5In the present case, the applicant submits that there is new evidence that could not have reasonably been obtained earlier and would have affected the result. Specifically, he asserts that the Tribunal failed to contact his doctors for further clarification of his condition, including to obtain their understanding of his conversations with them.
6It is not the role of the Tribunal to solicit information on behalf of parties, and it would be wholly unreasonable and inappropriate for the Tribunal to contact the applicant’s physicians in this case, as he suggests it should have done. The applicant had the opportunity to collect and present medical evidence in support of his position, and the fact that he did not do so does not amount to a ground for reconsideration on the basis of new information.
7As noted in the Case Conference Report and Order (“Order”), dated April 23, 2021 at paragraph 15, the applicant stated in pre-hearing discussions that he might call his family physician as a witness. It was his right and duty to call such evidence if there was additional information they could provide and that he wished to rely upon, and this statement in the Order suggests to us that he was aware of this right and duty.
8Moreover, the applicant, even in his reconsideration request, did not provide any additional information or evidence upon which the Tribunal could reasonably consider. To meet the high onus required to obtain reconsideration of a decision, a requester must provide some evidence and argument to the Tribunal. The applicant in this case has provided neither. A party is not entitled to reconsideration simply because it asserts an order is in error; it must provide evidence and/or arguments supporting that assertion.

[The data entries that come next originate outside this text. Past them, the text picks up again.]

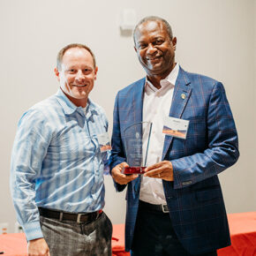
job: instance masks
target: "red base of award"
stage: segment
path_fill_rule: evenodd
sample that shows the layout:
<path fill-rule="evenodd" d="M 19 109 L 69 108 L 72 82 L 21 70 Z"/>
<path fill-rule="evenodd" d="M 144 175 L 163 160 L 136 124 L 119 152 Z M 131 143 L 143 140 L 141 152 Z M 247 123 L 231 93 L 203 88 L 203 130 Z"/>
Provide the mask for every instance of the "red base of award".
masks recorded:
<path fill-rule="evenodd" d="M 122 173 L 129 174 L 143 174 L 147 167 L 124 167 Z"/>

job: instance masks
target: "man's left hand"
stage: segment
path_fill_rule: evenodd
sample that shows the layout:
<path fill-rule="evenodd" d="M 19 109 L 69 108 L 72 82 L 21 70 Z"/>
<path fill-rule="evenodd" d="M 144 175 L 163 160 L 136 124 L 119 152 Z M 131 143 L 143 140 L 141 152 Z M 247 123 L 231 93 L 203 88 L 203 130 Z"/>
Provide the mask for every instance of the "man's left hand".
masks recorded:
<path fill-rule="evenodd" d="M 144 176 L 173 181 L 173 169 L 169 161 L 162 161 L 147 167 Z"/>

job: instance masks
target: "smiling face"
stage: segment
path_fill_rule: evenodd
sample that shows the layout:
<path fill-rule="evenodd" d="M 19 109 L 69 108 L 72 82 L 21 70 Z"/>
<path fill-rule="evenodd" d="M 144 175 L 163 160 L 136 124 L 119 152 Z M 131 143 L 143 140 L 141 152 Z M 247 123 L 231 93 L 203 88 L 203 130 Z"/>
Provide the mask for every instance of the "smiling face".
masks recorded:
<path fill-rule="evenodd" d="M 67 49 L 62 58 L 61 69 L 55 70 L 61 89 L 78 107 L 86 107 L 97 71 L 92 55 L 84 48 Z"/>
<path fill-rule="evenodd" d="M 149 79 L 169 75 L 175 66 L 176 37 L 170 39 L 164 23 L 148 20 L 134 33 L 135 50 Z"/>

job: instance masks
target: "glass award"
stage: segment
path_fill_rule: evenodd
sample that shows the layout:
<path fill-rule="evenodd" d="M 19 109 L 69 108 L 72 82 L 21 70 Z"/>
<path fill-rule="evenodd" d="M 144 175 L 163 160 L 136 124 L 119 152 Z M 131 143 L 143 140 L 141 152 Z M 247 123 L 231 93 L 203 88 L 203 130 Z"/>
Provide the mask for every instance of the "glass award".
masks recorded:
<path fill-rule="evenodd" d="M 129 167 L 124 167 L 122 173 L 126 175 L 145 173 L 151 130 L 151 122 L 139 122 L 124 129 L 124 147 Z M 146 147 L 145 150 L 143 146 Z"/>

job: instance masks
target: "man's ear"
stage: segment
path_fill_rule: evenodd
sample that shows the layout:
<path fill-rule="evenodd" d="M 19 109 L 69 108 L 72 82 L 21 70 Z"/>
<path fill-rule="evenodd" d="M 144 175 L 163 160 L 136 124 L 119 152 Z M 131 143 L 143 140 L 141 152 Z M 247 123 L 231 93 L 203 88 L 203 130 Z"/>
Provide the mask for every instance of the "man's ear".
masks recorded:
<path fill-rule="evenodd" d="M 176 45 L 177 45 L 177 37 L 174 37 L 173 39 L 172 39 L 172 45 L 173 45 L 173 48 L 174 48 L 174 49 L 176 50 Z"/>
<path fill-rule="evenodd" d="M 57 68 L 55 68 L 55 69 L 54 69 L 54 72 L 55 72 L 55 75 L 56 75 L 56 78 L 57 78 L 57 80 L 59 81 L 59 72 L 58 72 Z"/>
<path fill-rule="evenodd" d="M 97 72 L 98 72 L 98 67 L 96 66 L 94 69 L 94 80 L 97 79 Z"/>

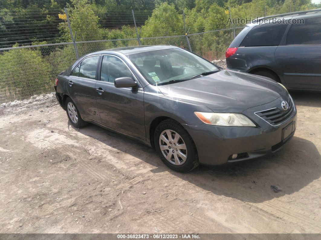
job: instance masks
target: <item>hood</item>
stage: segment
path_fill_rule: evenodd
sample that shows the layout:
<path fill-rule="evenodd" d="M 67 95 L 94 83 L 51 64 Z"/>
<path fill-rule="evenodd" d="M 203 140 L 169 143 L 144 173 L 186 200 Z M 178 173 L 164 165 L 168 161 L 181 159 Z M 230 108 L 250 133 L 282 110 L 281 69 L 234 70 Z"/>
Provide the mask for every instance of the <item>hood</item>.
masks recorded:
<path fill-rule="evenodd" d="M 227 70 L 158 87 L 167 96 L 226 112 L 241 112 L 287 92 L 270 79 Z"/>

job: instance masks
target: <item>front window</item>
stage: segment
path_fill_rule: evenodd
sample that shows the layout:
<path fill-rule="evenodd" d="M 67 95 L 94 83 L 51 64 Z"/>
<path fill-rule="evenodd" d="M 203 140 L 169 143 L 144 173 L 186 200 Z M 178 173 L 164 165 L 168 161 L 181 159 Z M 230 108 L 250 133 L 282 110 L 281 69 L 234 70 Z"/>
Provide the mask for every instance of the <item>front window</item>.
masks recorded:
<path fill-rule="evenodd" d="M 128 57 L 154 85 L 187 80 L 219 70 L 211 62 L 181 48 L 142 53 Z"/>
<path fill-rule="evenodd" d="M 133 74 L 120 59 L 113 56 L 103 56 L 100 71 L 100 80 L 113 83 L 118 78 L 133 78 Z"/>

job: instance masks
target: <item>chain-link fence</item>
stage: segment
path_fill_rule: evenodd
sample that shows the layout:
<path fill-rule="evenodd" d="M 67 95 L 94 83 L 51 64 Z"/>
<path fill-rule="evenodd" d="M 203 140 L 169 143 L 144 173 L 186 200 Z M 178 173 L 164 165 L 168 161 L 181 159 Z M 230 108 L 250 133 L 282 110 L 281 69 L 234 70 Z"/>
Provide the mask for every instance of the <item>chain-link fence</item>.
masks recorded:
<path fill-rule="evenodd" d="M 142 45 L 172 45 L 210 61 L 223 59 L 226 48 L 242 27 L 208 32 L 140 38 Z M 191 48 L 188 43 L 189 40 Z M 136 46 L 137 38 L 76 42 L 78 55 L 117 47 Z M 54 80 L 77 60 L 74 43 L 0 49 L 0 103 L 53 91 Z"/>
<path fill-rule="evenodd" d="M 171 45 L 210 61 L 223 59 L 243 27 L 198 33 L 193 29 L 189 34 L 183 12 L 170 31 L 166 25 L 142 33 L 152 11 L 109 11 L 98 13 L 99 17 L 89 9 L 0 12 L 0 103 L 53 92 L 59 72 L 82 56 L 105 49 Z M 160 23 L 169 21 L 162 16 Z"/>

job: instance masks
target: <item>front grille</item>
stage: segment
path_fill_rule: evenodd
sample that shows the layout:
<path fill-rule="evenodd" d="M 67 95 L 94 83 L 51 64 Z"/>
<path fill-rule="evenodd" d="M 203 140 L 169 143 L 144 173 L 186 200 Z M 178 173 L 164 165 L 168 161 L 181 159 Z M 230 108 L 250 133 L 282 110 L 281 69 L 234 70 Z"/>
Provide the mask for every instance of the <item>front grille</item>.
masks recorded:
<path fill-rule="evenodd" d="M 292 99 L 291 99 L 289 103 L 289 108 L 286 111 L 274 108 L 254 113 L 273 126 L 277 126 L 285 122 L 291 117 L 295 111 L 295 109 L 294 104 Z"/>
<path fill-rule="evenodd" d="M 290 139 L 291 139 L 292 137 L 293 137 L 293 135 L 294 135 L 294 132 L 293 132 L 291 134 L 290 134 L 290 136 L 289 136 L 287 138 L 286 140 L 285 141 L 282 141 L 282 142 L 280 142 L 279 143 L 277 143 L 275 144 L 275 145 L 272 146 L 272 147 L 271 148 L 271 150 L 272 150 L 272 152 L 274 153 L 275 152 L 276 152 L 277 151 L 278 151 L 280 148 L 281 148 L 283 146 L 283 145 L 284 145 L 284 144 L 285 144 L 286 143 L 288 142 L 288 141 L 289 141 L 289 140 L 290 140 Z"/>

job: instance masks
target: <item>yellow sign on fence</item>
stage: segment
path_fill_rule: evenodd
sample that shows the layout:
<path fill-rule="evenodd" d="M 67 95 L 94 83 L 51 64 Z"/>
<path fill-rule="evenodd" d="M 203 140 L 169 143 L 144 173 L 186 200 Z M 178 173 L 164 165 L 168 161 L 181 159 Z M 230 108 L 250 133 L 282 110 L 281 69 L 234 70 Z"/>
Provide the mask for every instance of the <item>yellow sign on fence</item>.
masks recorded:
<path fill-rule="evenodd" d="M 58 17 L 61 19 L 64 19 L 66 20 L 67 19 L 67 16 L 66 16 L 65 13 L 63 13 L 63 14 L 60 14 L 60 13 L 58 13 Z"/>

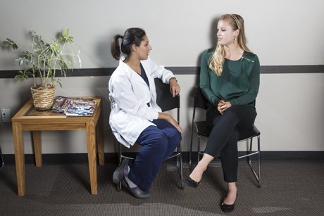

9The applicant did file post-hearing submissions, comprising an audiogram report from 2019, which we accepted and considered in our reasons for decision, despite that the report related to information that the applicant would have had or could have obtained prior to the hearing. Ultimately, however, we found that the report did not change our conclusion on the outcome of the appeal.
D. CONCLUSION:
10Reconsideration is only warranted in specific and limited cases where the Tribunal has either made a significant procedural, legal or evidentiary mistake preventing a just outcome, where false evidence has been admitted, or where genuinely new and undiscoverable evidence comes to light after a hearing. It is not available in situations where the evidence was available and could be obtained in time for the hearing, but for the applicant’s failure to do so.
11The grounds for reconsideration in Rule 18.2(d) have therefore not been met in the present case and the Tribunal’s decision does not warrant reconsideration.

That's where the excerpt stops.